Background: There is a growing interest in exploiting the induction of beige or "brite" (brown in white) adipocytes (beigeing) to combat obesity and its comorbidities. However, there is some uncertainty regarding the best markers to evaluate the occurrence or magnitude of beigeing in white adipose tissue in the mouse model.
Methods: We evaluated the transcript expression of several thermoregulatory genes and proposed beige markers employing cell culture, whole white adipose tissue, and the adipocyte and stromal vascular fractions.

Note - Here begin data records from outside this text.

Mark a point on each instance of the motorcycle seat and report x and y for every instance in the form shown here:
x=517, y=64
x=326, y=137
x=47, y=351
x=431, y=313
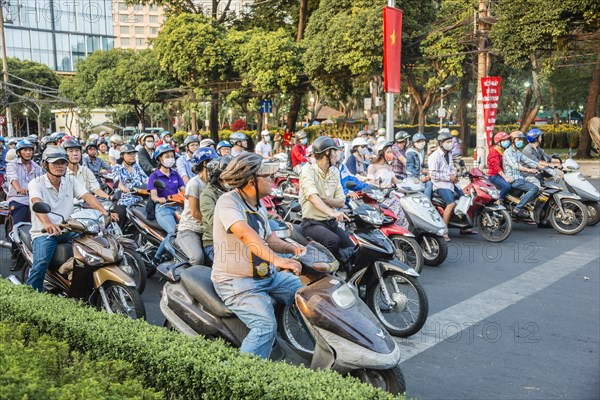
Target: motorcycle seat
x=196, y=280
x=63, y=251
x=140, y=212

Results: Most beige markers tested with the exception of TMEM26 can discriminate white from beige adipocytes in culture. Markers FGF21, P2RX5, PAT2, or CAR4 can successfully mark beigeing in whole tissue of younger mice, or in the adipocyte subfraction of older mice. However, markers for the thermoregulatory genes UCP1, CIDEA, and Cox8b displayed the greatest dynamic range and were consistently elevated in vitro, in vivo, and in the adipocyte fraction by treatments that induce beige adipogenesis.
Conclusions: While most putative beige markers are clearly expressed in beige adipocytes in vitro, in vivo the small dynamic range of most of these markers, the strength of the beigeing stimulus, and the age of the mice may limit their utility, although this limitation may be overcome by specifically evaluating these markers in the adipocyte fraction. Thermoregulatory markers like UCP1, CIDEA, or Cox8b represent the best options to evaluate the beigeing of white adipose tissue in vivo.
Keywords: Adipocyte marker; Beige; Brite; FGF21; Subcutaneous adipose tissue; UCP1.